Herein, we have also profiled the total fatty acids, including those esterified to polar lipid in F. vesiculosus, and find that included saturated, monounsaturated and polyunsaturated FA, with a predominance of omega 3 PUFA 18:3, 18:4 and 20:5. As observed in the polar lipid composition determined by LC–MS/MS, omega 6 PUFA, namely 18:2 and 20:4, were also abundant. The calculated ratio of n-6/n-3 FA was 1.20 in winter and 1.95 in spring, with an average of 1.57, which is a lower ratio than the maximum recommended by the World Health Organization (lower than 10) [55,56]. As such, F. vesiculosus can be considered a sustainable source of PUFA [28,29,51,57], either available by the consumption as edible seaweed, or used as a raw material in food industries and biotechnological applications [4]. Due to its content in n-6 and n-3 PUFA, the consumption of this seaweed could have benefits for preventing cardiovascular disorders, depression and other mental disorders [56]. Despite the observed variations in the RA of polar lipids and total FA, the molecular species bearing PUFA were still the most abundant ones in both seasons, and thus both batches have a remarkable composition to be used for food or feed diet as a source of lipids with nutritional value.

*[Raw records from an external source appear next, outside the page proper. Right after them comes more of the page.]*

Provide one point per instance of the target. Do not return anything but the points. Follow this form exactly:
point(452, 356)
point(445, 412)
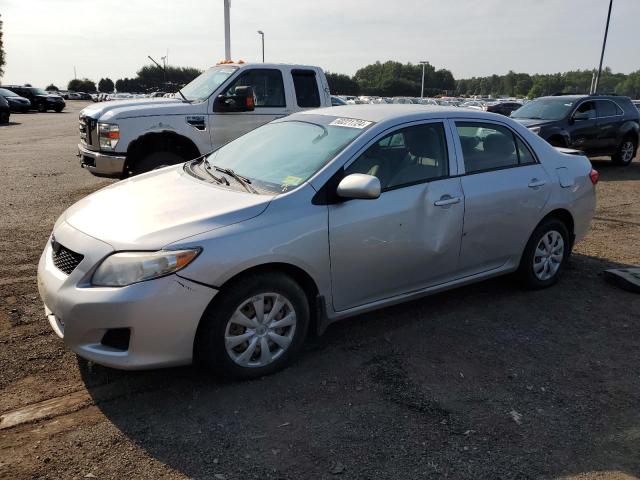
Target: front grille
point(88, 131)
point(64, 259)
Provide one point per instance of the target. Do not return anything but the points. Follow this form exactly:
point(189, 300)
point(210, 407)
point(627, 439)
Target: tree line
point(525, 85)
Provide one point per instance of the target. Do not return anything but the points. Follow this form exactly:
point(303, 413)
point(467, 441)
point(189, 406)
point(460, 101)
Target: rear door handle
point(535, 183)
point(446, 200)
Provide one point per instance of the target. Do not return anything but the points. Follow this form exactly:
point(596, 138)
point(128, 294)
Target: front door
point(409, 237)
point(505, 189)
point(270, 103)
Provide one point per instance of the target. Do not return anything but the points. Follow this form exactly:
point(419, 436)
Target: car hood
point(152, 210)
point(137, 107)
point(532, 122)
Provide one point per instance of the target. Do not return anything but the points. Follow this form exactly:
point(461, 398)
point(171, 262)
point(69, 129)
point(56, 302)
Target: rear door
point(505, 189)
point(610, 119)
point(270, 103)
point(585, 131)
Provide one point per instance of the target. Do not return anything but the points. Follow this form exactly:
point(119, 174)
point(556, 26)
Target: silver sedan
point(232, 259)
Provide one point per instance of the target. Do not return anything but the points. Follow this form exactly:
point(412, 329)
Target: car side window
point(267, 84)
point(587, 110)
point(606, 109)
point(406, 157)
point(487, 146)
point(306, 87)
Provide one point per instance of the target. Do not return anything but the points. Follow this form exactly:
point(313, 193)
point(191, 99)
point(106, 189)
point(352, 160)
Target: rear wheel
point(546, 254)
point(254, 328)
point(153, 161)
point(625, 153)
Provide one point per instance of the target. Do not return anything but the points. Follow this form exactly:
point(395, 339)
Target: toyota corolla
point(233, 258)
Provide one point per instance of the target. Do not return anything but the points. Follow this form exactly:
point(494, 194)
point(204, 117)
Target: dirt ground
point(488, 381)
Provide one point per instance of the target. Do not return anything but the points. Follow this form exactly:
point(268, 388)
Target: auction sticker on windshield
point(350, 122)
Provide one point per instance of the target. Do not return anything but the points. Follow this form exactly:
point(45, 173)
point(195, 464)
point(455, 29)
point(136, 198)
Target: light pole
point(604, 43)
point(227, 31)
point(262, 35)
point(422, 87)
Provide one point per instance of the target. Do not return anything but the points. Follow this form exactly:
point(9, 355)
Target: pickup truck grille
point(88, 131)
point(64, 259)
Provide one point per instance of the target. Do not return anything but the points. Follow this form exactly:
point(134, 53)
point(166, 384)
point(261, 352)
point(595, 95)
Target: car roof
point(390, 111)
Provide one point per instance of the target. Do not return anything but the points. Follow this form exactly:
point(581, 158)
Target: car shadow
point(615, 173)
point(485, 381)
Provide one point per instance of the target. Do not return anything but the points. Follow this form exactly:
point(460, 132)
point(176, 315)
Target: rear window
point(306, 86)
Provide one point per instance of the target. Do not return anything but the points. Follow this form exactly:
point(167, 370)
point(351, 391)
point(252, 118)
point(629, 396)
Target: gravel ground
point(488, 381)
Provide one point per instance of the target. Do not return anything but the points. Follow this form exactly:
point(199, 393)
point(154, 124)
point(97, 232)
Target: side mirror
point(359, 185)
point(240, 101)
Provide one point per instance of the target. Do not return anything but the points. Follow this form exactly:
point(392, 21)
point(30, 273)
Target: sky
point(45, 39)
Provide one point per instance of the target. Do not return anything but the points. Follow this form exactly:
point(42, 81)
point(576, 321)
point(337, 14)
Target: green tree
point(105, 85)
point(341, 84)
point(3, 59)
point(84, 85)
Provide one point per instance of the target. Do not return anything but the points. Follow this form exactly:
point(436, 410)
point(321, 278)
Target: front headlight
point(109, 134)
point(125, 268)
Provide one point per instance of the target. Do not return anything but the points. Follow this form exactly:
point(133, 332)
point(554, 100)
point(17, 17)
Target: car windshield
point(545, 109)
point(280, 156)
point(204, 85)
point(7, 93)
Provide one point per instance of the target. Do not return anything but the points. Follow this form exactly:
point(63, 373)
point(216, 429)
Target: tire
point(625, 152)
point(217, 333)
point(555, 232)
point(154, 161)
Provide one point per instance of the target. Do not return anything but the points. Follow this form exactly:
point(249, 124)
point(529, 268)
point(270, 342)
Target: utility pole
point(604, 44)
point(227, 31)
point(262, 34)
point(424, 64)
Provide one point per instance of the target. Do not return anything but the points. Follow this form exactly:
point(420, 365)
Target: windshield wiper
point(207, 169)
point(182, 95)
point(244, 181)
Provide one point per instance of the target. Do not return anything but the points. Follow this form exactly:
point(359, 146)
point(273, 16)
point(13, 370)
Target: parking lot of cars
point(488, 381)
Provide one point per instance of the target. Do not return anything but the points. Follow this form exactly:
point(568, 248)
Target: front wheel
point(625, 153)
point(256, 327)
point(155, 160)
point(545, 255)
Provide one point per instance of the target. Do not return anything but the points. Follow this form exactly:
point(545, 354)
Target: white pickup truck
point(123, 138)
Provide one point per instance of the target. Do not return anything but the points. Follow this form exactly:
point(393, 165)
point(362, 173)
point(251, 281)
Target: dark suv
point(40, 100)
point(596, 124)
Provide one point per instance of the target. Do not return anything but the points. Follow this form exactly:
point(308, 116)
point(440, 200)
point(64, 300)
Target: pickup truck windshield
point(280, 156)
point(544, 109)
point(204, 85)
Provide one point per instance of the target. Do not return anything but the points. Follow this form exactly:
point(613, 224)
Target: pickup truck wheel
point(625, 153)
point(155, 160)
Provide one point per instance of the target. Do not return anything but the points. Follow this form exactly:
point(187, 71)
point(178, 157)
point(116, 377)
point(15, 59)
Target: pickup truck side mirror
point(240, 101)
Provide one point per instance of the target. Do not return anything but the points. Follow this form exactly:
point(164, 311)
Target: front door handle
point(446, 200)
point(535, 183)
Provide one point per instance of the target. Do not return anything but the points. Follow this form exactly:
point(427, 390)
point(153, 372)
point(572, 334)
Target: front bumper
point(102, 164)
point(162, 315)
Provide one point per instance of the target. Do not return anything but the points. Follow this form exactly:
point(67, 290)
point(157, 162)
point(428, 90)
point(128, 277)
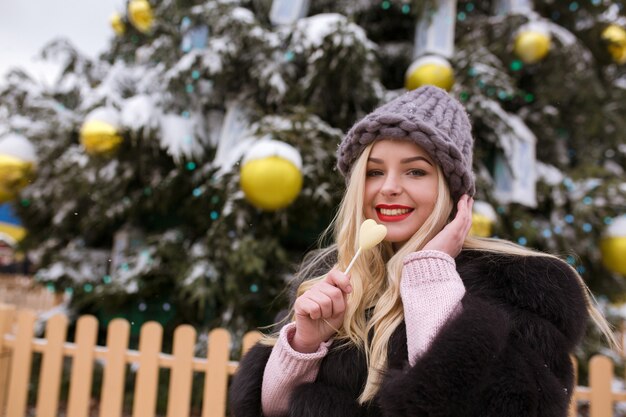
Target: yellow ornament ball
point(429, 70)
point(6, 195)
point(531, 46)
point(140, 15)
point(613, 246)
point(271, 175)
point(99, 134)
point(483, 218)
point(615, 36)
point(117, 23)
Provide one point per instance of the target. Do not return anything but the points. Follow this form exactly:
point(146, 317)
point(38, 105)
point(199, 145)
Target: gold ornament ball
point(614, 254)
point(429, 71)
point(532, 46)
point(481, 225)
point(613, 246)
point(270, 183)
point(615, 36)
point(99, 138)
point(140, 15)
point(117, 23)
point(15, 232)
point(6, 195)
point(15, 174)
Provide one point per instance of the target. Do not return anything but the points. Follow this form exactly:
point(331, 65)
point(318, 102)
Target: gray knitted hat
point(429, 117)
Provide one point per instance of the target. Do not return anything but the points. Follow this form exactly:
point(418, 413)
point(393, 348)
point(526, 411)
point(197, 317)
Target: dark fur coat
point(505, 355)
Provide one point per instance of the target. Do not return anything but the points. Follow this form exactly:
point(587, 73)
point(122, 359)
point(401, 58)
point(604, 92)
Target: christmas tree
point(183, 174)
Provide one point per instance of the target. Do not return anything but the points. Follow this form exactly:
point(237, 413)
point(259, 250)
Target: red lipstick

Phospholipids can also be explored as add value ingredients. They are considered appealing food ingredients, for fortification of the content of foods in n-3 FAs such as 20:5 (n-3) and to enhance its nutritional values [58]. There are also recognized health benefits in the consumption of PL bearing to n-6 and n-3 PUFA, contributing to maintain normal physiological functions and to prevent inflammatory diseases, among others. This foster the growing interests in the use of PLs from macroalgae in the nutraceutical industries [58,59,60]. Polar lipids are also claimed for cosmetics and pharmaceutical applications, namely phospholipids used as carriers liposomes, lipid emulsions, micelles, drug-phospholipids complexes and cochleates [61,62].

The polar lipidome of F. vesiculosus also included some species that were reported as bioactive phytochemicals. The glycolipids MGDG (20:5/18:3) and MGDG (20:5/18:4), that in this study were abundant species in both seasons, were previously isolated from Fucus spiralis [24]. These species showed anti-inflammatory activity, as they reduced the NO release by activated macrophages in a dose-dependent manner [24]. Furthermore, MGDG (18:4/16:0), DGDG(18:4/16:0), DGDG (20:4/16:0), DGDG (20:5/16:0) and SQDG (20:5/14:0), also identified in this study, were associated with anti-inflammatory activity through down-regulation of iNOS [63]. Also, the MGDG (20:5/18:4) was found to inhibit the growth of human melanoma cells [25]. Antimicrobial activity was associated with MGDG (20:5/18:4) and MGDG (18:3/18:4) molecular species [64] and also SQDG molecular species [22]. Sulfolipids, such as SQDG or SQMG, which in this study increased in the spring samples, were associated with anti-HSV1 and anti-HSV2 activities [25] while SQMG isolated from the extract of the brown macroalga was active against Xanthomonas oryzae pv. Oryzae and associated with antibacterial activity [65]. Glycolipids can also be ingredients in cosmetic formulations and as biosurfactants, highly considered to replace synthetic surfactants [66].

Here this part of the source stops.